Originally founded on the 27th of March 1979 when a splinter faction of tarte Tatin purists decided to exercise their legal right to establish themselves as an association. All according to the French Association Law of 1 July 1901. Let me tell you, these guys take things very seriously. 



Their mission is clear; Defend the famous Tarte Tatin, fight culinary abuses and violations committed against it, and reprimand heretics. And the only stories that their doctrine admits are the ones Curnosky and Vaudable so cleverly crafted. 

This means that by now they might all licker-alarms have gone off as I tell you the truth. And that is not the half of it. Most certainly, these "Brothers-in-licks" will cringe at the mere idea of substituting apples for pears. The addition of herbs in the crust? Plain sacrilege.


Remember they have taken an oath to combat recipe dissent and recipe uniformity. A gargantuan task if you take into consideration just how many variations of this humble tart are baked each year in Paris alone. Not to mention this here blog.

They have published the official recipe, which I will link to here should you want it. https://stephanevaladou.wixsite.com/lichonneuxtatin/recette

These vigilant guardians hope to spread Tatin consumption all over the world by fervently organizing fairs, parties, and gastronomic gatherings of all sorts both in France and abroad. All while dressed in the proper Lichonneux attire. 


A costume evokes the traditional dress from the Sologne, a blue blouse, a red scarf, a black hat, black pants, and black shoes. 

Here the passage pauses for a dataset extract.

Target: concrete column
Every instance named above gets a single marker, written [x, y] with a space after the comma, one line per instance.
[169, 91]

All new applicants are carefully scrutinized by the "lickers" and are expected to know and uphold the brotherhood’s Ten Commandments of Tarte Tatin. Newly approved members are awarded a Tarte Tatin shaped medal and a diploma, although each member is expected to cost their own attire. 

So why all the fuss and why am I going against the grain with this recipe? The only way you will find out is if you make it. Because let me tell you this pear and herb version of tarte Tatin, is so good that, dare I say it might even kick the original's butt.